We are using SMPP cloud-hopper library to SMS long long messages to SMS gateway Innovativetxt.com, but it seems like when we split following the long message TO 140 bytes each part. The number of characters in each message gets to 134 character.
However industry standard is kind of 153 character shall be for each part of GSM Encoded long message. Is it something wrong we are doing by having only 134 character when we split via 140 byte? If we trying to submit greater than 140 bytes message, the gateway provider rejects it with message oversized message body.
Shall be split the message to 153 character each to sbumit to SMSC, instead spiting the messages via 140 bytes each.
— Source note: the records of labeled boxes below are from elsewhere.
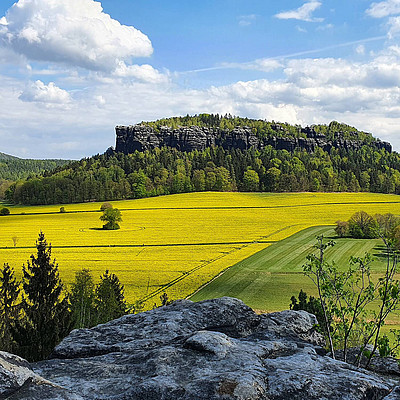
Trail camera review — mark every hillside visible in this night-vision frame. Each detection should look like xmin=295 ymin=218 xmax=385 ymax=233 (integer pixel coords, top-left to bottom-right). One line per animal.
xmin=116 ymin=114 xmax=392 ymax=154
xmin=0 ymin=152 xmax=18 ymax=161
xmin=5 ymin=114 xmax=400 ymax=204
xmin=0 ymin=153 xmax=70 ymax=181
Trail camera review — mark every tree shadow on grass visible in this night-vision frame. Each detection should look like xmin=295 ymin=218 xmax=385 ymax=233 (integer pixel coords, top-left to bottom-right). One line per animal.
xmin=372 ymin=244 xmax=392 ymax=259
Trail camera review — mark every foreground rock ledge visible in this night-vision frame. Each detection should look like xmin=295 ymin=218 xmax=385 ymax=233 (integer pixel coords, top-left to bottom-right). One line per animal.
xmin=0 ymin=297 xmax=400 ymax=400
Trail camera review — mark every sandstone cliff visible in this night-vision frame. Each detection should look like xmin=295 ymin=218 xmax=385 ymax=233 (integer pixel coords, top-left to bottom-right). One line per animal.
xmin=0 ymin=297 xmax=400 ymax=400
xmin=115 ymin=124 xmax=392 ymax=154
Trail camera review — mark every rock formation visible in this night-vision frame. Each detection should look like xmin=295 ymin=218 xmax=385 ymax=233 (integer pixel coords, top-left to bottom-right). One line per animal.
xmin=0 ymin=297 xmax=400 ymax=400
xmin=115 ymin=124 xmax=392 ymax=154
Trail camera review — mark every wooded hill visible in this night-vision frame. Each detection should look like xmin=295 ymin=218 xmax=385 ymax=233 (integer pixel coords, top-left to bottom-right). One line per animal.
xmin=7 ymin=114 xmax=400 ymax=204
xmin=0 ymin=153 xmax=70 ymax=180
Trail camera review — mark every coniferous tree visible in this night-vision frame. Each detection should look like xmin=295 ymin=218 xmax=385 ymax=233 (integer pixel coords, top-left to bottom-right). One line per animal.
xmin=69 ymin=269 xmax=96 ymax=328
xmin=0 ymin=264 xmax=20 ymax=353
xmin=95 ymin=270 xmax=126 ymax=324
xmin=15 ymin=232 xmax=71 ymax=361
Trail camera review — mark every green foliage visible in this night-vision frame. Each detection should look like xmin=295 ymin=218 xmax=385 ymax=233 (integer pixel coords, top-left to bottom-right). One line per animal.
xmin=0 ymin=153 xmax=69 ymax=181
xmin=14 ymin=232 xmax=71 ymax=361
xmin=100 ymin=208 xmax=122 ymax=230
xmin=0 ymin=264 xmax=20 ymax=353
xmin=6 ymin=138 xmax=400 ymax=204
xmin=160 ymin=292 xmax=172 ymax=306
xmin=290 ymin=289 xmax=331 ymax=329
xmin=95 ymin=270 xmax=127 ymax=324
xmin=348 ymin=211 xmax=378 ymax=239
xmin=100 ymin=202 xmax=113 ymax=211
xmin=243 ymin=168 xmax=260 ymax=192
xmin=69 ymin=269 xmax=97 ymax=328
xmin=335 ymin=221 xmax=349 ymax=237
xmin=0 ymin=207 xmax=10 ymax=215
xmin=303 ymin=236 xmax=400 ymax=367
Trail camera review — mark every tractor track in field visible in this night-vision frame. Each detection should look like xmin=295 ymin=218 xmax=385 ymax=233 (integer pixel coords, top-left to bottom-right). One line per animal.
xmin=140 ymin=224 xmax=301 ymax=303
xmin=10 ymin=201 xmax=400 ymax=217
xmin=0 ymin=239 xmax=276 ymax=250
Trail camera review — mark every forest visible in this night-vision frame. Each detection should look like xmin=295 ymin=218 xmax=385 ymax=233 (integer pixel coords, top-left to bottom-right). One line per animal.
xmin=6 ymin=145 xmax=400 ymax=205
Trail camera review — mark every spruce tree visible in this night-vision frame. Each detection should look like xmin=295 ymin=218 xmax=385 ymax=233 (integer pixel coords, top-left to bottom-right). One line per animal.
xmin=15 ymin=232 xmax=71 ymax=361
xmin=95 ymin=270 xmax=126 ymax=324
xmin=0 ymin=264 xmax=20 ymax=353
What is the best way to split long message? By message size i.e 140 bytes or message characters count?
Anyone faced same issues via cloudhopper or other Java-based Library what we shall do.
It's a common confusion. You are doing everything right. Message lengths may be 160 chars (7-bit GSM 03.38), 140 chars (8-bit Latin), 70 chars (16-bit UCS-2). Notice: 160 * 7 == 140 * 8 == 70 * 16.
When you split a long message additional info like total parts number and part index is stored in the message body, so-called User Data Header (UDH). This header also takes place. So, with UDH you left with 153 GSM chars (7-bit), 134 chars/bytes (8-bit) payload or 67 2bytes-unicode chars (16-bit)
See also http://www.nowsms.com/long-sms-text-messages-and-the-160-character-limit
The UDH is 6 bytes long for Contatenated message 8-bit as in your case.
UDH structure
0x05: Length of UDH (5 bytes to follow) 0x00: Concatenated message Information Element (8-bit reference number) 0x03: Length of Information Element data (3 bytes to follow) 0xXX: Reference number for this concatenated message 0xYY: Number of fragments in the concatenated message 0xZZ: Fragment number/index within the concatenated message
Total message length, bits: 160*7 = 140*8 = 1120 UDH length, bits: 6*8 = 48 Left payload, bits: 1120-48 = 1072
For GSM 03.38 you get 1072/7 = 153 GSM (7-bit) chars + 1 filling unused bit. For Latin you get 1072/8 = 134 (8-bit) chars. For UCS-2 you get 1072/16 = 67 (16-bit) chars.
As you can see 153 GSM chars equals to 134 bytes minus 1 bit. Probably these 134 chars is what Java reports you. But once you split your long text message you end up with a binary message containing both text and UDH. And you should treat the message as binary. I suggest you to make binary dumps out of the resulting parts and investigate them.